Editor’s note: we almost didn’t run this story because the images were accidentally sent to us in a file called ‘Nazi Feminist Festivals.’ Yes, really. We decided to publish anyway because the truth and importance of the topic isn’t diminished by one graphic designer’s issues with women (or as the apologetic PR put it, “complex sense of humour”). Still, we’d advise PRs not to pitch us feminist stories just for exposure – it’s a cause, not a bandwagon.

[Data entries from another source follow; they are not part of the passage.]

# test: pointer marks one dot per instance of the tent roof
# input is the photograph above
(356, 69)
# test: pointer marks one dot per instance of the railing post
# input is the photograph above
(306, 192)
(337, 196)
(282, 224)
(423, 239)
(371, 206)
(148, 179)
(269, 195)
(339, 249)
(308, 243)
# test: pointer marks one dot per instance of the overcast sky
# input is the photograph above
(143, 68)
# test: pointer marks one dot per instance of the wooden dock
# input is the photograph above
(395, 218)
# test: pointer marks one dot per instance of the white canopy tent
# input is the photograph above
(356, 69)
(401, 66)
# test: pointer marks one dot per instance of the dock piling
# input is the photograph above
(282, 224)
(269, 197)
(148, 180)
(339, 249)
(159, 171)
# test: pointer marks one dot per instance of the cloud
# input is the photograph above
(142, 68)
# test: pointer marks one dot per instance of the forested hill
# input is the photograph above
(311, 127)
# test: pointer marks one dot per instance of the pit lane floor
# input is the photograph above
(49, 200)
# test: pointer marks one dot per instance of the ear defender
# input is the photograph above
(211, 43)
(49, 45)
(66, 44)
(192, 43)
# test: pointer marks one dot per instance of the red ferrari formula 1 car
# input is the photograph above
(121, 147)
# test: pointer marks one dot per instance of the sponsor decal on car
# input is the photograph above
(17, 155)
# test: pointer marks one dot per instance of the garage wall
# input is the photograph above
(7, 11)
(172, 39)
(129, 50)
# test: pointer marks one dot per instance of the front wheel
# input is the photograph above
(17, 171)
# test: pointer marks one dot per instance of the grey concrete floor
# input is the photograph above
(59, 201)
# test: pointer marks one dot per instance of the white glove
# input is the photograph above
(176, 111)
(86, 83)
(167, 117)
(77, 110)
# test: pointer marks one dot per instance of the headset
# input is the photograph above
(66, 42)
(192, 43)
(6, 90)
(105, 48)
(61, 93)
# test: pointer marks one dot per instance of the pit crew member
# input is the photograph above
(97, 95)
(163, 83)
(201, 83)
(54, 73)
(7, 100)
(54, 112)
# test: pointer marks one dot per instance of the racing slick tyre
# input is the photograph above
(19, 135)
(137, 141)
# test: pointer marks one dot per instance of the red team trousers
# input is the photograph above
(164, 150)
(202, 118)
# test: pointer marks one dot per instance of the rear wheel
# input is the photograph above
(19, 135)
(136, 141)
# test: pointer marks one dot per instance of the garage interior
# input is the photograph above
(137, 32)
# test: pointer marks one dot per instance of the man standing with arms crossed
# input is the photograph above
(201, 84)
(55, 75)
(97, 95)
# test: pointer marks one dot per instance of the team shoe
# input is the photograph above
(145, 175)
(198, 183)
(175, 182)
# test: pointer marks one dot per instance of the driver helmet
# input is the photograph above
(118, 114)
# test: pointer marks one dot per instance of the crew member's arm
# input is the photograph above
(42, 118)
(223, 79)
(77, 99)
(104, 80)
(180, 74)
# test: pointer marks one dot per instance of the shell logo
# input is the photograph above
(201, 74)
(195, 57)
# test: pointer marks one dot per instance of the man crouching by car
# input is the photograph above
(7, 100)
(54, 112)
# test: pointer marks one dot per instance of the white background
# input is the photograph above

While we were delighted to see Florence and the Machine headlining Glastonbury this year (the first female-fronted band to do so since 1999), it hasn’t escaped our notice that Florence was only given the opportunity because the all-male Foo Fighters pulled out due to Dave Grohl’s broken leg.
Last year was no better – the only solo woman headlining a major festival in 2014 was Lily Allen, and again only because all-male Two Door Cinema Club pulled out due to illness. Really, a man has to be literally incapacitated before a woman is seen fit to take the stage?
It’s not just headliners, either: the gender balance of festival acts is ridiculously lopsided, and we doubt you have to guess to which side. Yep, despite 59% of festival-goers being female, ticket website Ticketbis.net found that just 18% of acts across 10 of Europe’s top festivals are either women or female-fronted bands. That. Is. Outrageous.
To underline the point, Ticketbis have produced some fairly depressing gifs showing how few acts are left if you wave your magic wang (sorry, wand) and remove the dudes from the lineup posters. Here are the results for the UK and Ireland:
1. V Festival
Edit: the Bestival lineup has since been updated to include more women than are shown here. In particular, the amazing Missy Elliott is headlining.
5. Electric Picnic
While it’s fair to say that there are fewer female artists in the charts (a quick tally of acts with women in the current top 40 nets just 9), there’s absolutely no shortage of incredible female acts – more than enough to balance the billings – and no excuse for not doing everything possible to improve that pitiful 18% figure. After all, if we want more Beyoncés in the world, we have to show them what’s possible. And I think we can do better than “our first choice broke his leg.”